This is a theoretical Automatic Coffee Machine! It assumes there is a button for each type of drink (e.g. Latte, Espresso, Cappuccino etc.). These 'theoretical buttons' can be wired to the Ultra96's GPIO's with relays, optoisolators etc to control the coffee machine.

Software apps and online services

Pynq

SciKit-Learn

OpenCV – Open Source Computer Vision Library OpenCV

Story

Overview

Deep learning is great! Coffee is great! It's time to bring the two together in harmony!

Convolutional neural networks can do things which were considered pretty-much impossible to accomplish just a few years ago. (relevant XKCD). Now, with a big data set, a working knowledge of Python, and the right deep learning API, the impossible has become a weekend project.

Everyone requires a different level of caffeination to perform at their optimum. Tragically, our current coffee-based caffeine delivery systems offer only a grossly unrefined dosage system, the so-called 'shot' system and differing milk volumes. ;) By leveraging the power of local deep learning, we can identify subjects via facial recognition, and log their caffeine dosage and intake.

Furthermore, by analyzing facial expression with deep learning, we can monitor tiredness and stress levels, and adjust their coffee strength accordingly. This AI system uses the Random Forest Machine Learning algorithm to tie these neural networks together, and lets the system learn the users' coffee preferences over time. The more you use it, the smarter it gets! This innovation will redefine our understanding of the coffee break, and usher in a new era of 'Peak-Caffeination,' which in turn will advance our efforts in science, engineering and technology.

As a further bonus, you'll learn how to install and use deep learning systems on your Ultra96 for other projects. You will be able to incorporate face and emotion recognition into you electronic projects!

Goals

The goal of the Caffein-AI-tor project is to teach you how to get up-and-running quickly with deep learning and machine learning on the Ultra96. There are a lot of pitfalls you can avoid by following this guide. I know, because I fell in all of them while getting everything compiled and running :)

You could use this project as a basis for a smart home AI, a home robot, an intelligent burglar alarm, or even something thing like a wakefulness detector for drivers. Imagine the cosplay costumes you could build if the costume itself could react to the people around it!

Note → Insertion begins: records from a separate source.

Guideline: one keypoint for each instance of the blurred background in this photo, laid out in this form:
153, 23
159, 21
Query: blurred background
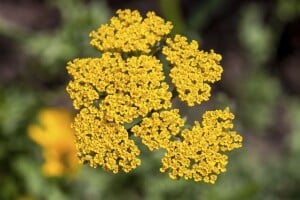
260, 45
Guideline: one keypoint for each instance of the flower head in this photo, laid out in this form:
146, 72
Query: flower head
56, 137
124, 94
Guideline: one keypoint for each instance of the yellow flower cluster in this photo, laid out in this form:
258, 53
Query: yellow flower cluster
157, 130
199, 156
192, 70
124, 94
129, 33
56, 137
104, 144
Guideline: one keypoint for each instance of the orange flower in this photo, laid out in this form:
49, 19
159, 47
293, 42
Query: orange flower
55, 135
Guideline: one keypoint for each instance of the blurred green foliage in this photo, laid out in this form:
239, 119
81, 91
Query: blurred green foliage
260, 170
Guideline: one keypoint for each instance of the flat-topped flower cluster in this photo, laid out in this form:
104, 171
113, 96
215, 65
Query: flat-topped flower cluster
123, 94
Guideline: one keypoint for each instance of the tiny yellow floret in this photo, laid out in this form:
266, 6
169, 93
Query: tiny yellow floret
126, 93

Human-computer interaction become much more fluid when your computer knows who you are and what you want before you even touch the device. I hope you can incorporate this project into you own projects, and I can't wait to see what you will build!

Don't skip the Jupyter Notebook on GitHub! It has tons of useful information!

Extra Information

At these links you'll find detailed information on the components we'll be using.

https://www.96boards.org/product/ultra96/

http://zedboard.org/product/ultra96

https://github.com/Xilinx/PYNQ

https://github.com/Avnet/Ultra96-PYNQ

http://scikit-learn.org/

http://caffe.berkeleyvision.org/

The Basic Setup

Getting the basic hardware and software running.

We are using the awesome Pynq environment to make this great AI project. Download the Ultra96 Pynq Image, and use Win32DiskImager to get it onto your microSD card. More info is in the video below.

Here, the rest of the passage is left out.